I don’t really understand this. Why do you think that markets are mutually exclusive with worker-owned firms? Is this even what you’re saying?

“So the Mises-Hayek argument does not apply within the firm, though large organisations have tried to mimic the market within the firm in order to provide incentives to efficiency (with more or less success).”

I don’t really get this either…

“When I said that workplace democracy means everyone does the same thing I meant with respect to a particular decision (what I said followed on from what I was saying in the previous paragraph). Suppose everyone decides for himself what he is going to wear to work. Now we make workwear a matter of collective decision. Big meeting. Long debate. Angry faces all round. Vote. One option selected. Now everyone wears the same thing.”

So you seem to think that the collective subsumes the individual and is somehow irreconcilable with it. I don’t believe that. I think the collective can make decisions *based* on the individual and certain things should just be left up to the individual. There’s not gonna be *one option* for the workers. There’s gonna be multiple options set forth by multiple workers and then it would go up to a matter of consensus. This is almost always what happens at that sort of stuff, unless we want to presume that workers as a class are all of one mind or something…

Which means if not all of the workers agree that certain kinds of things to wear are the best that can be left up to each workers discretion or there could be a call for a majority vote if that has enough support. But really these are trivial things that I doubt would even come up in meetings unless they were particularly relevant to the job. And further workers can decide for themselves what sorts of decisions will be put up to consensus beforehand. There’s a degree of obviousness that too many meetings can get bureaucratic so trying to balance things would be essential to *any* good firm.

Further, I don’t think that the worker’s decisions means *all* must follow it, that’s what free association/disassociation is about to begin with. If workers don’t like the way the firm is going they can, of course, leave the firm and (actually) start another firm with other fellow workers who might think more closely than they do or do their own independent thing or perhaps not do work at all if they have such the inclination.

And of course measures can be blocked or put up to future discussions and so on.
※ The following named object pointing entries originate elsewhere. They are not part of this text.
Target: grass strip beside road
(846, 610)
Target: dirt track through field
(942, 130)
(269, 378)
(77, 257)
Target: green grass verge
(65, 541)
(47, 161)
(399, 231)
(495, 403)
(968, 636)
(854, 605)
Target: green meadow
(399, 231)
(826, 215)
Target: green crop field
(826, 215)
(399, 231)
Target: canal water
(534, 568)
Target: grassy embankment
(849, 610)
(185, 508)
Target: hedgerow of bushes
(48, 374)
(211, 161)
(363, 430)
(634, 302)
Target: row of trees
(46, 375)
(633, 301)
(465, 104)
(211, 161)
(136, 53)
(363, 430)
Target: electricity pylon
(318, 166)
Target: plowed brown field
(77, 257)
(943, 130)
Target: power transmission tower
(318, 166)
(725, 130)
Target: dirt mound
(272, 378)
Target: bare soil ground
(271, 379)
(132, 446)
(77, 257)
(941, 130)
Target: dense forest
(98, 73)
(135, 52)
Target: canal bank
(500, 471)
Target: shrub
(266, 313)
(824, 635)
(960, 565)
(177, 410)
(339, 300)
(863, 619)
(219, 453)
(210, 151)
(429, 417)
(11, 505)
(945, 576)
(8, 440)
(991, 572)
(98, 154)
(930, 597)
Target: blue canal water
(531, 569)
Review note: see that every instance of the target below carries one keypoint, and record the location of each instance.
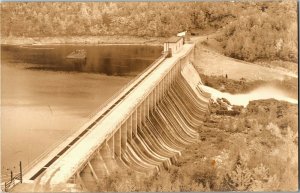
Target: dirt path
(210, 62)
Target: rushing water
(265, 92)
(46, 97)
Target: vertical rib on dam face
(144, 132)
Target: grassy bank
(254, 151)
(290, 86)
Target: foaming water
(265, 92)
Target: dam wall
(144, 131)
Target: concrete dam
(143, 129)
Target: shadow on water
(119, 60)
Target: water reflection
(110, 59)
(41, 106)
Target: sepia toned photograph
(187, 96)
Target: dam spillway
(144, 129)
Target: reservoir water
(45, 98)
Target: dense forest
(251, 30)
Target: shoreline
(83, 40)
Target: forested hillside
(122, 18)
(251, 30)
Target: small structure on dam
(144, 129)
(174, 44)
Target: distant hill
(250, 30)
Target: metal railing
(14, 180)
(91, 116)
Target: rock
(226, 101)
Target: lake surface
(46, 97)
I don’t think that means unwarranted bureaucracy so much as it means *much needed* discussion and debate over how something *is* and *is not* going to be handled. How often that happens and for how long is up to each individual firm and the workers within but, of course, the individuals contained within each firm are important too and the collective should be *based* on individual liberty.

“It seems to me that you want to have your cake and eat it. You want organisations and collective decisions. At the same time you want everyone to do his own thing.”

Untrue. I said workers *can* do their own projects in firms that *they* control, either individually or collectively. Both can happen in a given firm but it also requires cooperation between workers as much as it requires the recognition of each individual person as the *basis* of each collective.

“The only way to have both would be if every collective decision concluded that everyone should decide for himself. But then why waste time on collective decision-making?”

That’s not the only way to have both. You can have collective decisions based on consensus when the matter gets big enough and individual and cooperative decisions made when those are felt necessary instead of the larger collective decisions. But either way these choices are left up to the workers and not the tyranny of the majority (like you’ve suggested), bosses or managers (which you ostensibly prefer) and approximating towards no tyranny at all, however much that is possible.

“If you want no bosses, you should want no organisations, that is, you should want a pure market. But then what about the people who want to be in”

You’re conflating bosses with people who can make decisions which is, frankly, absurd. Anyone can make decisions or organize people, the trouble is in finding who can do it *best*.